List of old DIPs approved before this repo existed
This repository stores and manages improvement proposals for the D programming language. Common examples include a change to existing language semantics, the addition of a new major features to the compiler or enforcement of new process as a standard. In general, any controversial change must be managed as a DIP and thus requires approval by the language authors and feedback from the D community.
-
Write a document for the new improvement proposal based on the template. All sections mentioned in the template are important - for example, a change implying breaking changes has almost no chance to be accepted if it doesn't describe a migration path to mitigate breakage.
-
Create a new pull request against this repository by adding a new document to the
DIPs
folder, using any spare ID (>= 1000). The DIP manager will provide feedback about what information needs to be added for the DIP to reach the required quality for further consideration.The DIP document must be named "DIP<id>.md". The exact DIP ID used at pull request stage is not important because during merging the DIP manager will replace it with the next currently available ID among the merged proposals, which will become the "real" ID for the DIP in future.
The pull request title should match the DIP title.
-
After any initial feedback has been addressed, the DIP manager will announce the new DIP in the official D newsgroup for community feedback. This will help evaluate stronger and weaker points of the proposal before it gets to the language author's attention.
-
Once a proposal includes all necessary details and the DIP manager considers it to be ready for evaluation by the language authors, the pull request gets merged with the DIP status being
Draft
. A DIP pull request should not be merged earlier than one month after the newsgroup announcement to ensure everyone has a chance to comment on it.
- Once every few months the DIP manager has to pick one DIP from those
that currently have
Draft
status. Proposals with more detailed descriptions and/or proof of concept implementations should have a higher priority. - The DIP is brought to the language authors for review. The DIP manager's responsibility is to gather and provide information about the proposal at their request. After each round of review the DIP manager must publish to the mailing list the outcome of the review along with a small summary.
- Review should result in the DIP either being moved to
Approved
status or modified with a list of issues that need to be worked on before a final decision can be made. In case the DIP topic seems important but language authors decide it needs more research, a new topic on the Dlang-study mailing list may be initiated.
-
Anyone can submit new pull requests with updates to merged DIP document as long as the original author is notified.
-
Discussion regarding the DIP's content is welcome in pull requests - everyone is welcome to participate in the review.
-
If there are many uncertainties about the proposal, consider first publishing document somewhere else and discussing it via the NG or e-mails. That will greatly reduce the number of back-and-forth changes in the DIP pull request later.

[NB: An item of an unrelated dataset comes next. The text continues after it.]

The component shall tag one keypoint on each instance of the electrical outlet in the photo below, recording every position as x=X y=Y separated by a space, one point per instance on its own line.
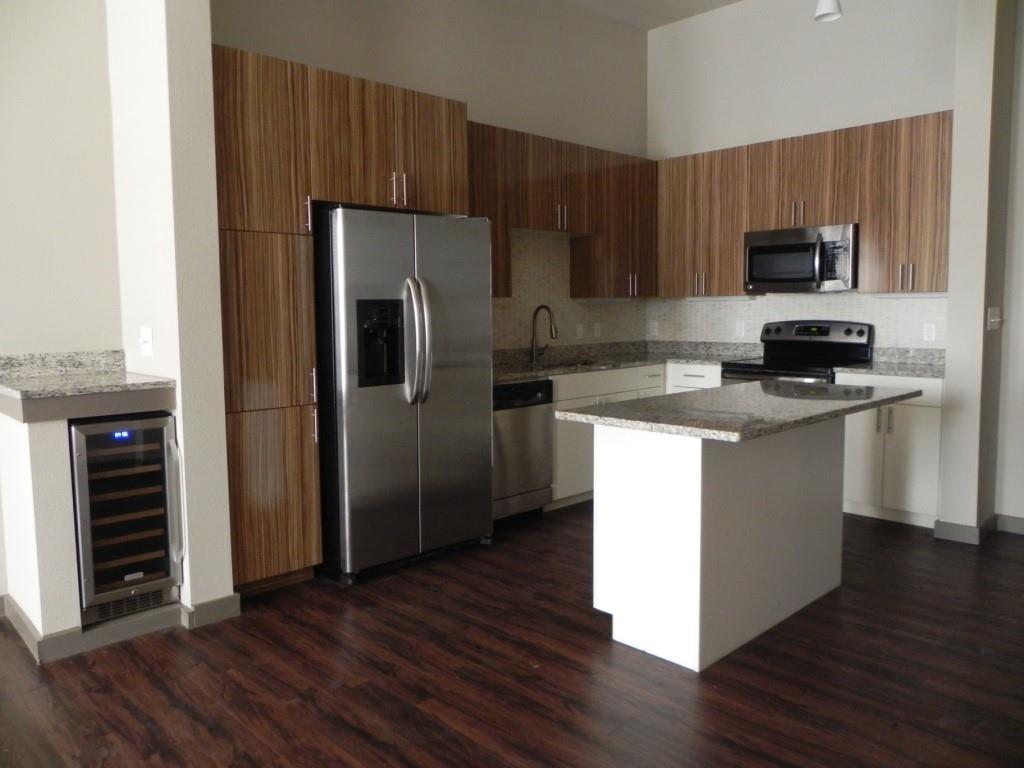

Writing a good informative DIP with solid chances to get approved is very hard work - it is often underestimated how much effort is required.
-
Focus on "why" as much as "what". At this stage of the D language development changes need to justify their existence with great value. Doubt about the necessity or value of a change will be a strong motivator for rejection.
-
Be very pedantic and formal in describing any required language/compiler changes. For example, make separate sections for grammar changes, semantic changes, expected compiler error messages and so on. A DIP should provide a detailed design documentation for a compiler developer to implement it.
-
Research any alternative approaches to solving the same problem and explain your choice. If there are any relevant success or failure stories in other programming languages, consider referring to them with explanation of how they might apply to D.
-
Showing example of real-world project that could benefit from an improvement can greatly improve its chances of being accepted. D is intended to be a practical language and a recurring questions when new changes are considered is "does it really make real projects better?". If that is not possible, try designing code examples with intention to answer the very same question.
-
Be prepared for a lot of work. There are always many ideas proposed but many fewer developers commited to pursuing the idea to the final stages of evaluation. The DIP system is not for submitting undeveloped ideas, it is a process for formal approval of language changes.
Language changes initiated by language authors are also supposed to go through the DIP queue. By their very nature formal approval is not needed. Hence they are processed slightly different and an increased focus is put into bringing community attention and feedback.
At the time of writing this document only Walter Bright and Andrei Alexandrescu are meant as a language authors here.
The idea behind the role of the DIP manager is to have a person who will do some minimal initial research and quality control, saving time for language authors to focus on the actual decision. That implies gathering information, maintaining this repository and communicating to involved parties so that the process keeps moving forward. Essentially the DIP manager is supposed to act as a proxy between D users and the language authors to help handling the growing scale of DIP information reliably and effectively.